Why it is necessary to not consider these kind of functions in $\Lambda$. My teacher told me that if one consider these functions to be in the ring of symmetric functions, then the inner product would fail since this kind of functions would have infinitely non-zero homogeneous parts. But I do not see it clearly.
Can anyone explain me why it is necessary to exclude the functions which do not have bounded degree?
Thank you very much.
$$\prod_i (1+x_i) \notin \Lambda.$$
I agree that it is difficult to see how $f:=\prod_i(1+x_i)$ expands into homogenous poylnomials. But it is still easy to see why a contradiction arises.

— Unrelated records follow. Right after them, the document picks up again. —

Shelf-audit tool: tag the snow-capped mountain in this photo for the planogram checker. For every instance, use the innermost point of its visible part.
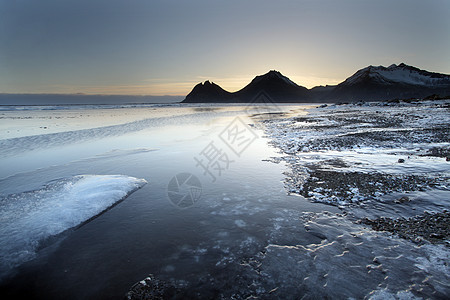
(401, 73)
(369, 84)
(393, 82)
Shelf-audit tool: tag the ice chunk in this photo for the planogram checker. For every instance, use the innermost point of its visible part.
(29, 218)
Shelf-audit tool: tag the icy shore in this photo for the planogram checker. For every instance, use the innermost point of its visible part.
(385, 166)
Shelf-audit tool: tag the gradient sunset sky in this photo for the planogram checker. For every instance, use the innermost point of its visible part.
(166, 47)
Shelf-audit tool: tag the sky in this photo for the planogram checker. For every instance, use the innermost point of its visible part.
(166, 47)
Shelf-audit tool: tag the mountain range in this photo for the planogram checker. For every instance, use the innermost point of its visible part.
(369, 84)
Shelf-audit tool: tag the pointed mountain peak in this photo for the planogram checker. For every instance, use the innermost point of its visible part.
(273, 75)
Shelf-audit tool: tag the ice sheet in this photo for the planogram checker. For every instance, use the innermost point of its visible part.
(29, 218)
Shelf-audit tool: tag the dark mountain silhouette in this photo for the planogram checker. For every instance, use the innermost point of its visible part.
(273, 85)
(208, 92)
(368, 84)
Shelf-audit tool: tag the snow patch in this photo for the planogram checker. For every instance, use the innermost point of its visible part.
(29, 218)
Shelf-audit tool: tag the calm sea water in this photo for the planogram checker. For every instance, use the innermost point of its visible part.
(231, 212)
(186, 194)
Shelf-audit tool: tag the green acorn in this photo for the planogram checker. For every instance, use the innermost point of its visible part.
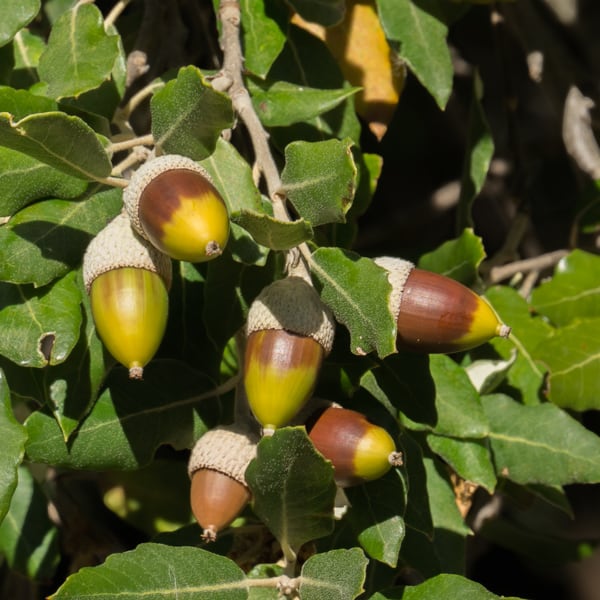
(289, 332)
(358, 450)
(172, 202)
(217, 464)
(435, 313)
(127, 280)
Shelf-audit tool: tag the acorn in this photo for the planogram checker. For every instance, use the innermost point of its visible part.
(435, 313)
(217, 465)
(358, 450)
(289, 332)
(128, 281)
(173, 203)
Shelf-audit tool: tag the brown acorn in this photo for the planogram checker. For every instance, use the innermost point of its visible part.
(217, 465)
(172, 202)
(435, 313)
(358, 450)
(289, 332)
(128, 281)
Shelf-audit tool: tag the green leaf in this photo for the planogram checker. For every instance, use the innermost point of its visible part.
(188, 115)
(28, 539)
(63, 142)
(525, 377)
(263, 33)
(471, 459)
(71, 388)
(333, 575)
(442, 586)
(540, 444)
(404, 381)
(421, 34)
(487, 375)
(155, 571)
(15, 16)
(457, 410)
(357, 291)
(232, 176)
(458, 259)
(418, 513)
(274, 234)
(44, 241)
(21, 103)
(573, 292)
(572, 357)
(450, 530)
(80, 54)
(319, 179)
(13, 436)
(24, 179)
(479, 153)
(292, 487)
(306, 60)
(324, 12)
(280, 103)
(130, 420)
(27, 52)
(40, 326)
(376, 515)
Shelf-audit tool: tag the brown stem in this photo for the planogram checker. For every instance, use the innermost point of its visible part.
(230, 80)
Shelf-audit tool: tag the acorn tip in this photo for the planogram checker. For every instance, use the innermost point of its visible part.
(504, 330)
(136, 372)
(395, 459)
(213, 249)
(209, 534)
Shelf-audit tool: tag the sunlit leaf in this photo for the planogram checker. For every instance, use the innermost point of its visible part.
(155, 570)
(357, 292)
(188, 115)
(80, 54)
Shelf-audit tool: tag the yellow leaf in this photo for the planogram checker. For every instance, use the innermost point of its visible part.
(359, 45)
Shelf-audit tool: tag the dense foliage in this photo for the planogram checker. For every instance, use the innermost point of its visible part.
(306, 154)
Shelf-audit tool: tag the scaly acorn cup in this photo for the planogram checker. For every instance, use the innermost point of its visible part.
(172, 202)
(127, 280)
(358, 450)
(217, 464)
(435, 313)
(289, 332)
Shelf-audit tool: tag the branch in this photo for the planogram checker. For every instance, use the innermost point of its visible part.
(230, 80)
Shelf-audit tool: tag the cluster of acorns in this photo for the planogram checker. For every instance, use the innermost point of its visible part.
(174, 211)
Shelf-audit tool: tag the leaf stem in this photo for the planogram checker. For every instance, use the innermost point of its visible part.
(113, 181)
(114, 13)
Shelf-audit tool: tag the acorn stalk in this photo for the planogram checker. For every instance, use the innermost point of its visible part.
(358, 450)
(290, 331)
(217, 466)
(127, 280)
(172, 202)
(435, 313)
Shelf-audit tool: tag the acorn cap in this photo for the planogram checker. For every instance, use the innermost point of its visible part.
(398, 271)
(294, 305)
(146, 173)
(227, 449)
(118, 246)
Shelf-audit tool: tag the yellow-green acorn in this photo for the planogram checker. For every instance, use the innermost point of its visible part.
(435, 313)
(358, 450)
(289, 332)
(172, 202)
(217, 464)
(127, 280)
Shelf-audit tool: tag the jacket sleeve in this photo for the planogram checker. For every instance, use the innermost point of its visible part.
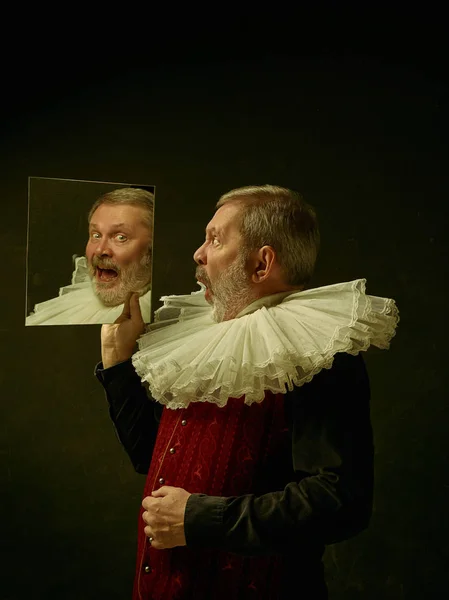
(134, 413)
(331, 497)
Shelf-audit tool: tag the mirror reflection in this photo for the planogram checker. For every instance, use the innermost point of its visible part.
(89, 245)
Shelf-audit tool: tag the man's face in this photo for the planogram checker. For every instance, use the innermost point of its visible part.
(221, 264)
(118, 252)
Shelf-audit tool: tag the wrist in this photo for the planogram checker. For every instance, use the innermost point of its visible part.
(110, 358)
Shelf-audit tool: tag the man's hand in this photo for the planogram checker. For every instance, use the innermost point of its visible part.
(119, 339)
(164, 517)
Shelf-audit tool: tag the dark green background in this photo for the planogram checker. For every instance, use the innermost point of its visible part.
(363, 135)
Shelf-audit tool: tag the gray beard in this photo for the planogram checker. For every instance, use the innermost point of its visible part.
(231, 292)
(135, 278)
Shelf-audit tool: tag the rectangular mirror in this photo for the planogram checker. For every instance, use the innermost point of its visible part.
(89, 244)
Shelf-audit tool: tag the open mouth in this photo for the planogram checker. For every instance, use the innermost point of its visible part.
(105, 275)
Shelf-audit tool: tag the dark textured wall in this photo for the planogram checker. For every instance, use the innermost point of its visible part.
(364, 140)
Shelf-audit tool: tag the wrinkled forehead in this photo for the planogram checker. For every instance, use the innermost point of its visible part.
(130, 216)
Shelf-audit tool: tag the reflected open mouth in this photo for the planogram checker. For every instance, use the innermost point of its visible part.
(105, 275)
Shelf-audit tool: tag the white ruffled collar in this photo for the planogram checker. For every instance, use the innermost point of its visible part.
(77, 303)
(277, 342)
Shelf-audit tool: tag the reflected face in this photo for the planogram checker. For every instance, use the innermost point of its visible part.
(119, 252)
(221, 264)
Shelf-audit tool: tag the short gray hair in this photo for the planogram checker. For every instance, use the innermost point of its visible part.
(132, 196)
(280, 218)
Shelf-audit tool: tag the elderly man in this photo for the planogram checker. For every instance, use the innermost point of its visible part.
(118, 260)
(256, 438)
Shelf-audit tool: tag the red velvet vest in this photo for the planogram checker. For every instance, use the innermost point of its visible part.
(220, 452)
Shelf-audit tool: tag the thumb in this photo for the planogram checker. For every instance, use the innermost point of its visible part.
(161, 492)
(134, 307)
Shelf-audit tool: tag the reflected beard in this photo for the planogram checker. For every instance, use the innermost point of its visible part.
(231, 292)
(135, 277)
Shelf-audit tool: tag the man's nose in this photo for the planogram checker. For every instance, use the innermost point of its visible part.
(200, 255)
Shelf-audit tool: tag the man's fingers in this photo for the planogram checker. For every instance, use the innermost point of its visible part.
(126, 312)
(161, 492)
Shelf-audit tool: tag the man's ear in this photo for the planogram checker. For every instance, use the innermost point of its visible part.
(264, 262)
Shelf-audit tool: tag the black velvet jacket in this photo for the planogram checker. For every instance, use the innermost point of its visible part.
(332, 456)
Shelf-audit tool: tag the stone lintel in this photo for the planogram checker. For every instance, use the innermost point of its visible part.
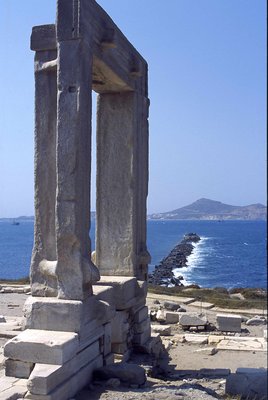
(86, 20)
(43, 38)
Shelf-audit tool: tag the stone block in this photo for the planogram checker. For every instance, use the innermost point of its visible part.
(66, 315)
(94, 332)
(208, 351)
(171, 306)
(141, 338)
(51, 313)
(127, 373)
(142, 326)
(196, 339)
(105, 293)
(125, 289)
(70, 386)
(228, 322)
(120, 327)
(213, 339)
(171, 317)
(192, 319)
(18, 369)
(141, 315)
(108, 359)
(214, 372)
(107, 339)
(38, 346)
(202, 305)
(250, 383)
(45, 378)
(163, 330)
(12, 388)
(119, 348)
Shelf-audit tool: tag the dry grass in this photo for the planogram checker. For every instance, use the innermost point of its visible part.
(254, 298)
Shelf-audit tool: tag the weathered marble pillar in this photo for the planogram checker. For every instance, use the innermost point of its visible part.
(75, 271)
(44, 252)
(122, 180)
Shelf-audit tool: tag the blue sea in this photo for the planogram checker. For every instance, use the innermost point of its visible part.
(230, 253)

If we were to expand $f$ into elementary symmetric functions, the result would be the infinite sum $$ f=1+e_1+e_2+\dots $$ This is the extension of the finite equality $$(1+x_1)(1+x_2)(1+x_3)=1+(x_1+x_2+x_3)+(x_1x_2+x_1x_3+x_2x_3)+x_1x_2x_3.$$ Now, applying the $\omega$ involution to both sides, $$ \omega(f)=1+h_1+h_2+\dots $$ Next, expand $\omega(f)$ into the $m$ basis. The result is $$ \omega(f)=\sum_{\lambda }m_\lambda, $$ since each $m_\lambda$ appears in exactly one $h_n$. Finally, we can see that (using the convention $h_{(0)}=m_{(0)}=1$ for convenience) $$ \langle \omega(f),\omega(f)\rangle=\left\langle \sum_{i=0}^\infty h_{(i)},\sum_\lambda m_\lambda\right\rangle=\sum_{i=0}^\infty \langle h_{(i)},m_{(i)}\rangle = \sum_{i=0}^\infty 1=\infty $$ We do not want infinite values of the inner product. It may not seem like problem, but if $\infty$ can arise, then so can $\infty-\infty$, which is a problem. For example, computing the inner product of $\sum_{i=1}^\infty (-1)^i h_{(i)}$ and $\sum_{\lambda}m_\lambda$ would be $1-1+1-1+\dots$, which is undefinable.